Sickle cell disease is a family of haemoglobin disorders in which the sickle β globin gene (βs) is inherited. The most common type is homozygous sickle cell anaemia (haemoglobin SS); while other clinically significant conditions include compound heterozygote states for the sickle β globin gene and haemoglobin C (haemoglobin SC) or β thalassaemia (β0 when no normal β chains are produced and β+ when reduced amounts of normal β chains are made).1 The sickle β globin gene is spread widely throughout Africa, the Middle East, Mediterranean countries, and India and has been carried, by population movement, to the Caribbean, North America, and Northern Europe. The frequency of sickle cell carriers is up to 1 in 4 in West Africans and 1 in 10 in Afro-Caribbeans2 and has reached high levels in these populations because the carrier state protects against malaria.3 4 5

In this review we have highlighted the important issues in the management of patients with sickle cell disease. These matters are important to healthcare professionals in most parts of the world. The number of patients in the United Kingdom was estimated at 5000 in 1993,2 with the number being estimated as more than 10 000 by 2000.6 Patients usually live in urban areas.

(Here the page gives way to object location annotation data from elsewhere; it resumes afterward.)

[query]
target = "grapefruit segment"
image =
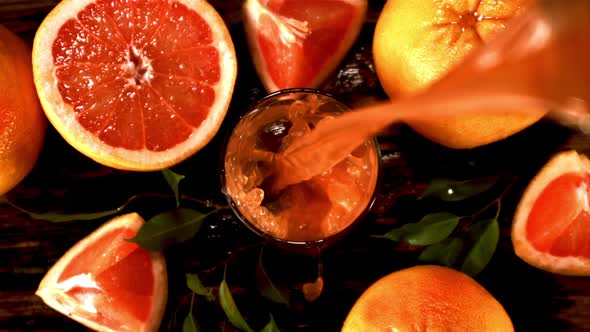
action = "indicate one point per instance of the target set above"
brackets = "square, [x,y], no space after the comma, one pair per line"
[298,43]
[134,85]
[550,227]
[108,283]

The clinical problems encountered in sickle cell disease relate to vaso-occlusion, caused by polymerisation of deoxygenated haemoglobin S. This results in the pathognomonic change in the shape of erythrocytes to the sickle shape (fig 1), which is stiff, deforms poorly, and can adhere to the vascular endothelium.7 The most common clinical problem is the painful vaso-occlusive crisis resulting from blockage of small vessels. However, large vessel disease also occurs, resulting in thrombotic cerebrovascular accidents, the acute sickle chest syndrome (fig 2), and placental infarction.